AI Engine Architecture Overview - 2024.2 English

AI Engine Kernel and Graph Programming Guide (UG1079)

Document ID
UG1079
Release Date
2024-11-28
Version
2024.2 English

The AI Engine array consists of a 2D array of AI Engine tiles, where each AI Engine tile contains an AI Engine, memory module, and tile interconnect module. The AI Engine is a highly-optimized processor featuring a single-instruction multiple-data (SIMD) and very long instruction word (VLIW) instruction set architecture containing six functional units: scalar, vector, two load, one store, and one instruction fetch and decode. One VLIW instruction can support a maximum of two loads, one store, one scalar operation, one fixed-point or floating-point vector operation, and two move instructions. There is also a memory module available that is shared between its north, south, east, or west AI Engine neighbors, depending on the location of the tile within the array. An AI Engine can access its north, south, east, or west, and its own memory module.

Figure 1. AI Engine Tile Details

Each AI Engine tile has an AXI4-Stream switch that is a fully programmable 32-bit AXI4-Stream crossbar. It supports both circuit-switched and packet-switched streams with back-pressure.
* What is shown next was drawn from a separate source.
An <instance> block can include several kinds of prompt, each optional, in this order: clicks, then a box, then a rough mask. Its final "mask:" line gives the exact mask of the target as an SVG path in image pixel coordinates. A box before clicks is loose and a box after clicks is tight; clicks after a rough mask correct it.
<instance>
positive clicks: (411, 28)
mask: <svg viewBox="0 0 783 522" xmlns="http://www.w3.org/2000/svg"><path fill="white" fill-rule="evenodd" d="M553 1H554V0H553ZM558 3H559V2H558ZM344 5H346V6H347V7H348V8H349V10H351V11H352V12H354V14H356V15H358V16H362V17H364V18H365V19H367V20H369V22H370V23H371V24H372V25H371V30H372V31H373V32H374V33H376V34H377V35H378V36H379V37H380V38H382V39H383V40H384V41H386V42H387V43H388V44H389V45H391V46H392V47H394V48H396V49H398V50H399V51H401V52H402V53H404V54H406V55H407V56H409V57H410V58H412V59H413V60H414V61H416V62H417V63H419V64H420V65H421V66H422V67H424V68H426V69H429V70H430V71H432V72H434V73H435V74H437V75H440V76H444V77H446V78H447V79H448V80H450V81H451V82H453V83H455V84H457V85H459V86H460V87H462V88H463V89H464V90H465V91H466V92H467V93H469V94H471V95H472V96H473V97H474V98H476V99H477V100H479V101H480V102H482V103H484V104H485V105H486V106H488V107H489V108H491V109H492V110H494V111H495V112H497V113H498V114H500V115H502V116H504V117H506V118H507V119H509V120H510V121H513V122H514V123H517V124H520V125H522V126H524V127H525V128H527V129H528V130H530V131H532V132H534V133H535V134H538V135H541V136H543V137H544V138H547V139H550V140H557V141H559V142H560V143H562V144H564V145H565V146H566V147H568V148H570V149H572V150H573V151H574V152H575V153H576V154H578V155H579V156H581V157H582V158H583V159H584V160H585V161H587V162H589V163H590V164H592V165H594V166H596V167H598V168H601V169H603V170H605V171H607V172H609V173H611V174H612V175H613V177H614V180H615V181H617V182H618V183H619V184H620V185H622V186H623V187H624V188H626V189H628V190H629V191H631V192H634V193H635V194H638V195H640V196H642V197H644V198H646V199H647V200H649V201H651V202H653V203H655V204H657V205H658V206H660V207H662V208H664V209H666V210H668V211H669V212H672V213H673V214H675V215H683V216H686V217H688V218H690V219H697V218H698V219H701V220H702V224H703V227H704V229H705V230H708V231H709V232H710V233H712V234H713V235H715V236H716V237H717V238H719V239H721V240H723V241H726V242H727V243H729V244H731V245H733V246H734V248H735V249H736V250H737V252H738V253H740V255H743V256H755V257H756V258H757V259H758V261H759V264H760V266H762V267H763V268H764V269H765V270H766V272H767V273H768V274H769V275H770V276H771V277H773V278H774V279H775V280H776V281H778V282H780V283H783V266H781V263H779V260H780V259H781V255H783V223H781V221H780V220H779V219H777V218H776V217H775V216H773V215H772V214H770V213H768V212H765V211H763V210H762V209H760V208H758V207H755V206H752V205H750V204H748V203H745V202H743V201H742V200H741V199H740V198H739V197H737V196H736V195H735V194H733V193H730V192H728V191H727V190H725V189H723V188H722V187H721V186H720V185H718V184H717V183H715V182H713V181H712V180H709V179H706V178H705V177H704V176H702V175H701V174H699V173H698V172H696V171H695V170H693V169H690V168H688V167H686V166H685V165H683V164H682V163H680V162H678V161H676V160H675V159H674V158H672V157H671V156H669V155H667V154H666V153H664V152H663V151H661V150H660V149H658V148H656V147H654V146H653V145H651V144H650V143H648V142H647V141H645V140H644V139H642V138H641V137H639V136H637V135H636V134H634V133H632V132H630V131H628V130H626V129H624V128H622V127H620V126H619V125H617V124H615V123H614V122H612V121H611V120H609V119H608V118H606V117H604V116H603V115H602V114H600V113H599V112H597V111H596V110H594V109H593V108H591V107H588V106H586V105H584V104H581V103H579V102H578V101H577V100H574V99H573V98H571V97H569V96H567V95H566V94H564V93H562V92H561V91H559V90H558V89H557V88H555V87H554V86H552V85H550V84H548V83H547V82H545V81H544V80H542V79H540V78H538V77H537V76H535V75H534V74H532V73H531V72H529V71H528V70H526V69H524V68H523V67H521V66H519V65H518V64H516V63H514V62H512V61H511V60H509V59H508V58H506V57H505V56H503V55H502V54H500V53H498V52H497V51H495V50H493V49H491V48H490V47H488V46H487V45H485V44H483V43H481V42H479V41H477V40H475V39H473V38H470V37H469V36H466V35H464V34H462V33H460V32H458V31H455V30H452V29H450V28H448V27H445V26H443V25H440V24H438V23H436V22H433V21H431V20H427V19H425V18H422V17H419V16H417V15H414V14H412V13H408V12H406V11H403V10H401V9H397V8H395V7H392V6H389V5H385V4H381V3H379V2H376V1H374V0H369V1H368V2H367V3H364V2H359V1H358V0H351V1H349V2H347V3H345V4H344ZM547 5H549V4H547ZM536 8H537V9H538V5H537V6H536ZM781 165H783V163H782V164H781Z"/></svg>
Through MM2S DMA and S2MM DMA, the AXI4-Stream switch provides stream access to and from AI Engine data memory. The switch also contains two 16-deep 33-bit (32-bit data + 1-bit TLAST) wide FIFOs, which can be chained to form a 32-deep FIFO by circuit-switching the output of one of the FIFOs to the other FIFO’s input.

More details on the AI Engine architecture can be found in Versal Adaptive SoC AI Engine Architecture Manual (AM009).